In applicazione dei principi di cui sopra, nel caso che ci occupa la Suprema Corte ha condiviso il giudizio della Corte d’Appello di gravità della condotta contestata e di proporzionalità della sanzione espulsiva, alla luce i) della peculiarità dell’organizzazione aziendale, caratterizzata dall’esposizione della merce nei banchi di vendita, ii) delle mansioni affidate al lavoratore, che comportavano diretto contatto con la merce, iii) del carattere fraudolento della condotta, desunto dalla convinzione che la sottrazione non sarebbe stata scoperta perché la merce era priva dei tradizionali e visibili dispositivi antitaccheggio, motivo per cui era stata riposta semplicemente in tasca.

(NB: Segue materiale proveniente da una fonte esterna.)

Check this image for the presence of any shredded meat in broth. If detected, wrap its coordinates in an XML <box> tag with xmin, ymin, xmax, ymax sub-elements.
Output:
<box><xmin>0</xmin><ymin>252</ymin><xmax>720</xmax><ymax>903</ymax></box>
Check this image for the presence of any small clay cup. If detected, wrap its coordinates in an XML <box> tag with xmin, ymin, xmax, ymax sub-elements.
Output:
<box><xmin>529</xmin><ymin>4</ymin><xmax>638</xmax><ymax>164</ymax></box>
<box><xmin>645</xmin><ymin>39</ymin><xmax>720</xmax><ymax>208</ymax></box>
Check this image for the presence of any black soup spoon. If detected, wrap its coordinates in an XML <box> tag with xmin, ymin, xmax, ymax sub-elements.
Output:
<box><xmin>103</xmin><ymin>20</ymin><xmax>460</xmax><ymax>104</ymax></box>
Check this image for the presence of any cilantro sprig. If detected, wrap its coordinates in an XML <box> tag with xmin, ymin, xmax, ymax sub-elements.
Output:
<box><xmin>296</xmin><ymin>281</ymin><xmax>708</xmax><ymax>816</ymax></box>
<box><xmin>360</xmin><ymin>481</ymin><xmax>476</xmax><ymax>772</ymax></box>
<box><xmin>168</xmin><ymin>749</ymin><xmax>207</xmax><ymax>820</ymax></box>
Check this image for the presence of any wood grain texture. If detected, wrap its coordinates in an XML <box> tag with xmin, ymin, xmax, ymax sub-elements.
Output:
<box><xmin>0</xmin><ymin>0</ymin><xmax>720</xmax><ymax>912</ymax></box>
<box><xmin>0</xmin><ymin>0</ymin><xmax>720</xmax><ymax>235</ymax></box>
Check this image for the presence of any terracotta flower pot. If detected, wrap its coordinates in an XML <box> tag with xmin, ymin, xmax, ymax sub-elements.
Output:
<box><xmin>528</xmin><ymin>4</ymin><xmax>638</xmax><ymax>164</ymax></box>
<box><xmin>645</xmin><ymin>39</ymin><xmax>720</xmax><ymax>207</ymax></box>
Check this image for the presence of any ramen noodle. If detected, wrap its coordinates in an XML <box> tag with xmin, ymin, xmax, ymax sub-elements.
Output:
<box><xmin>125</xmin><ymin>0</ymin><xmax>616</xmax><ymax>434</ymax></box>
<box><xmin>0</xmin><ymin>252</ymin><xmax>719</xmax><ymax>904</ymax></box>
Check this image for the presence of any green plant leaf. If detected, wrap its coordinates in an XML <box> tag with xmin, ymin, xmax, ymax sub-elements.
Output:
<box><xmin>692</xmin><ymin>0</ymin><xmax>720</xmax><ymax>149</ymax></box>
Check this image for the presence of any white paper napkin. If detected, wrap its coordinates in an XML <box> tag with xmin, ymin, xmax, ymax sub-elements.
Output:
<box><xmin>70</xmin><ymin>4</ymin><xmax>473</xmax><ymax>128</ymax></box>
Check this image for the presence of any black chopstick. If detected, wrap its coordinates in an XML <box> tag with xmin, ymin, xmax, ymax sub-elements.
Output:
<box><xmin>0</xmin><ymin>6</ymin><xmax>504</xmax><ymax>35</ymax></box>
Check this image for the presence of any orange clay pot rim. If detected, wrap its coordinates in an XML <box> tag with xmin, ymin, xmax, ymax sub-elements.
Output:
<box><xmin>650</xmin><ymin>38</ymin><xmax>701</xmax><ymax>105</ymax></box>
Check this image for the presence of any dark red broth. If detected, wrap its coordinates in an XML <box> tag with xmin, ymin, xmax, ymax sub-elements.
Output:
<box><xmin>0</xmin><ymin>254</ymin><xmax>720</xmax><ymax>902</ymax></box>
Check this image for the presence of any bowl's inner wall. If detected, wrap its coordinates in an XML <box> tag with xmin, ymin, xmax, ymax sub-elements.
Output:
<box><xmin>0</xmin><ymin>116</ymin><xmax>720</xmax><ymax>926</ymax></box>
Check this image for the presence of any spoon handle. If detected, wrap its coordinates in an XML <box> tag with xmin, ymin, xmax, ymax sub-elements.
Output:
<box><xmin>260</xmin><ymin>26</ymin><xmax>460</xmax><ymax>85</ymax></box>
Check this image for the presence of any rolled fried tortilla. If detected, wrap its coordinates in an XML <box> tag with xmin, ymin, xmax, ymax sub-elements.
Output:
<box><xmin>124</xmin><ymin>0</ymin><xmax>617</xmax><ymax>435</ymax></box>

Quest’ultimo aspetto, che evidenzia una condotta dolosa e premeditata, è stato ritenuto come sintomatico dell’inaffidabilità del dipendente, anche in prospettiva futura, che ne giustifica il licenziamento, a nulla rilevando, dunque, che il bottino dell’improvvido dipendente valesse meno di 10 euro.

 

Conclusioni

Alla luce del ragionamento della Corte, dunque, il modico valore della refurtiva in sé non è sufficiente ad escludere la gravità della condotta del lavoratore in relazione all’art. 2119 cod. civ., a conferma dell’orientamento giurisprudenziale ormai maggioritario (si veda, da ultimo, Cass. Civ. Sez. Lav. n. 18184 del 24 luglio 2017 che ha ritenuto legittimo il licenziamento per giusta causa irrogato alla cassiera di un supermercato che accreditava sulla propria carta punti l’importo della spesa fatta dai clienti, affermando che “il giudice del merito ha correttamente fondato il suo giudizio di proporzionalità della sanzione sulla intensità del vincolo fiduciario sotteso alle mansioni di cassiera e sulla gravità, sotto il profilo oggettivo e soggettivo, di una condotta reiterata, consapevole e volontaria di trasgressione del regolamento aziendale benché esso prevedesse la punibilità della infrazione commessa con il licenziamento. Tale giudizio è esente dalle critiche mosse giacché la tenuità del danno e la mancanza di precedenti disciplinari non sono circostanze in sé decisive, dovendo piuttosto verificarsi se l’inadempimento, complessivamente valutato, sia idoneo ad incidere sulla prognosi di futura correttezza dell’adempimento dell’obbligazione lavorativa”).